Progetto dell’istituto di credito per mettere in vendita delle aziende pacchetti che vanno dall’assistenza medica alle previdenza integrativa, dal tempo libero agli sconti per beni e servizi. Con la legge di stabilità risparmi per lavoratori e imprese
La rivoluzione dei servizi bancari è in pieno svolgimento: di fronte all’aggressione dei nuovi protagonisti (esempio: i social network pronti a offrire mutui immobiliari attraverso le loro piattaforme), le banche “tradizionali”, devono a loro volta trasformarsi per non morire. Magari con meno finanza e più servizi alla clientela. Anche tornando all’antico, rispolverando sotto forma di nuovo prodotto la cara e vecchia “mutua”.
Potrebbe essere questa, in estrema sintesi, la “ratio” che sta alla base della nuova iniziativa lanciata da Ubi Banca e dedicata al welfare aziendale, sviluppato all’interno della struttura “Wealth and Welfare“, nata a seguito della riorganizzazione dell’istituto annunciata lo scorso giugno con la presentazione del piano industriale al 2020.
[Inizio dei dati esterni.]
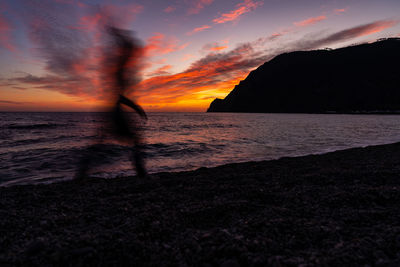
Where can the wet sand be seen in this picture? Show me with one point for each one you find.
(340, 208)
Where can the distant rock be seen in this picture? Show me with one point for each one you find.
(356, 79)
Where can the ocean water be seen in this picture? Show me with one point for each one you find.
(46, 147)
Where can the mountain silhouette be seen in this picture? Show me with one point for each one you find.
(356, 79)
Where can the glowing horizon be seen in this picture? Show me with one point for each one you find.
(193, 51)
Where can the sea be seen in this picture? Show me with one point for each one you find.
(47, 147)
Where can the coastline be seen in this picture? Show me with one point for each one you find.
(335, 208)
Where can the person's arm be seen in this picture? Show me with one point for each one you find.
(130, 103)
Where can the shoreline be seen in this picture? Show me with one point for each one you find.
(335, 208)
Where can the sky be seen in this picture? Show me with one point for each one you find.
(193, 51)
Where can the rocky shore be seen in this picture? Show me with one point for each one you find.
(340, 208)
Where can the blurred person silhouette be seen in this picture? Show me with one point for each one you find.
(119, 72)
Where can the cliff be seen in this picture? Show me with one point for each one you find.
(363, 78)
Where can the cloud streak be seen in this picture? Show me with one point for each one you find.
(198, 5)
(241, 8)
(198, 29)
(309, 21)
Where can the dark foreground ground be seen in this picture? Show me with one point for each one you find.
(341, 208)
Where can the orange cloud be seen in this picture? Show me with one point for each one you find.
(214, 74)
(169, 9)
(161, 71)
(199, 29)
(309, 21)
(241, 8)
(198, 5)
(187, 57)
(5, 36)
(340, 10)
(160, 44)
(214, 47)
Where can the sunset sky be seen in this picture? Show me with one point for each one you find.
(193, 50)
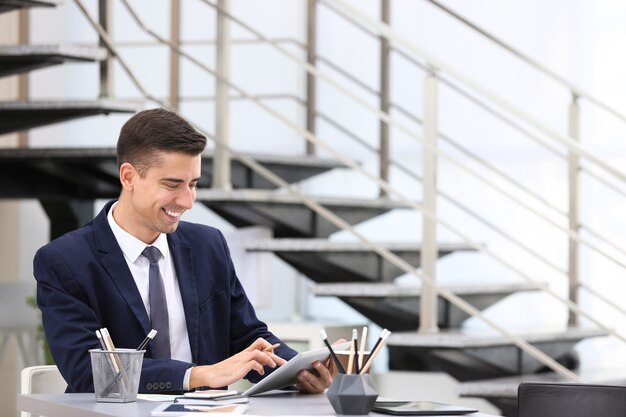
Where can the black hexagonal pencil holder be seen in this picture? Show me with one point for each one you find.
(352, 394)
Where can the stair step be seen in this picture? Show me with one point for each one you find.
(93, 173)
(16, 59)
(466, 339)
(285, 214)
(8, 5)
(384, 290)
(323, 260)
(22, 115)
(472, 355)
(397, 307)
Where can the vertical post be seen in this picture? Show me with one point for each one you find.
(174, 55)
(22, 80)
(428, 304)
(106, 66)
(311, 55)
(384, 97)
(574, 208)
(221, 159)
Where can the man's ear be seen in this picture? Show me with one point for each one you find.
(128, 176)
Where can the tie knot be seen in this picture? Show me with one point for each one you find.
(152, 253)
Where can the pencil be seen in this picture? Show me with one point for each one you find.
(377, 347)
(332, 352)
(351, 357)
(356, 351)
(147, 339)
(363, 346)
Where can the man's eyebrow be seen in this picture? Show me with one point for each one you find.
(178, 180)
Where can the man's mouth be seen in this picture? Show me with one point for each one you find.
(171, 213)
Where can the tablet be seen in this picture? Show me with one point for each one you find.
(286, 374)
(175, 409)
(420, 408)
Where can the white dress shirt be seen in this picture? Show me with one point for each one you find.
(139, 267)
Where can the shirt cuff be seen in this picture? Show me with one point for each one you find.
(187, 378)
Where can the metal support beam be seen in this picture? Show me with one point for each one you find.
(106, 66)
(221, 164)
(384, 96)
(311, 54)
(175, 56)
(23, 80)
(428, 306)
(67, 215)
(574, 209)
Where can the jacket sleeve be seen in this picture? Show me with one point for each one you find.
(245, 327)
(70, 322)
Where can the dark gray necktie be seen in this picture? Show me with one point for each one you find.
(159, 318)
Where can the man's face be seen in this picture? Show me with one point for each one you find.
(166, 191)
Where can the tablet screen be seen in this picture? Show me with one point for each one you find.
(420, 408)
(286, 374)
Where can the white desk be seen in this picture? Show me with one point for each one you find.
(84, 405)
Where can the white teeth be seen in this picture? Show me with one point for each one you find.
(174, 213)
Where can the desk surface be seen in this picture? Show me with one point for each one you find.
(84, 405)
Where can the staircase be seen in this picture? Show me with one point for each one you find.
(67, 181)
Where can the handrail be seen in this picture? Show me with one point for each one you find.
(572, 234)
(348, 162)
(535, 64)
(340, 223)
(384, 30)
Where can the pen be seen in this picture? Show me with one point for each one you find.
(270, 348)
(332, 352)
(355, 343)
(377, 347)
(147, 340)
(351, 356)
(363, 346)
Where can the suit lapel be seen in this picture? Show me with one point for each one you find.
(113, 262)
(183, 263)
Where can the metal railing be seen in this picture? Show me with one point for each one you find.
(430, 214)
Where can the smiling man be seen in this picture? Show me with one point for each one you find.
(137, 266)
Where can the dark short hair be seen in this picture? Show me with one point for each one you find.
(154, 130)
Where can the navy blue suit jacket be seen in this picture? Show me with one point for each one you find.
(83, 284)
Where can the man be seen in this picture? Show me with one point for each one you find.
(136, 266)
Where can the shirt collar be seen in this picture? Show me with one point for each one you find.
(130, 245)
Il servizio è pensato per le aziende, con una base potenziale di 300mila imprese che già ora sono clienti di Ubi. In pratica, si tratta di offrire una serie di pacchetti “chiavi in mano” per quello che viene definito il welfare aziendale, che si traduce in una quota della retribuzione che le aziende offrono ai proprio dipendenti. Si va dall’assistenza medica alle previdenza integrativa, dal tempo libero agli sconti per beni e servizi.
In pratica, Ubi entra nel mercato di servizi dedicati alle imprese che – pur interessate – non hanno nè il tempo nè le competenze per stringere accordi con centri sanitari, catene di palestre, assicurazioni, ma anche con società specializzate nel tempo libero o ancora più banalmente per i centri soggiorni all’estero dei ragazzi. Essendo un mondo molto compostito (e le esigenze non tutte uguali) Ubi offre nel pacchetto anche la consulenza per create pacchetti dedicati.
Perché le aziende sono interessate? In parte, come detto, perché da tempo il welfare aziendale è diventato una voce dello stipendio: permette un aumento della retribuzione coprendo servizi che nel pubblico stanno venendo meno, ma allo stesso tempo usufruiscono di un particolare regime fiscale e sono quindi più conveniente per le aziende.
Con l’ultima legge di stabilità, poi, è stato regolamentato che cosa si può considerare walfare e cosa no, mettendo fine a miriade di contenziosi con gli enti previdenziali, a cominciare dall’Inps. Ma allo stesso tempo, i servizi sono stati allargati anche ai familiari più stretti e ai familiari a carico dei dipendenti.
Nel dettaglio, quali sono i vantaggi? Per le imprese, c’è l’azzeramento del cuneo fiscale e risparmio del 30% dei contributi previdenziali (con un costo finale per l’azienda che è pari al valore netto erogato). Per i dipendenti un aumento del potere d’acquisto dei dipendenti e delle loro famiglie attraverso la defiscalizzazione e la decontribuzione dei premi.
Ovviamente, come si può intuire, la platea dei potenziali interessati è molto vasta. Secondo gli studi più recenti (che si riferiscono al 2015), fino al 65 per cento della piccola impresa e fino all’80 della media e al 90 per cento della grande hanno piani di un qualsiasi tipo che riguarda il walfare aziendale, inserito nella contrattazione di secondo livello.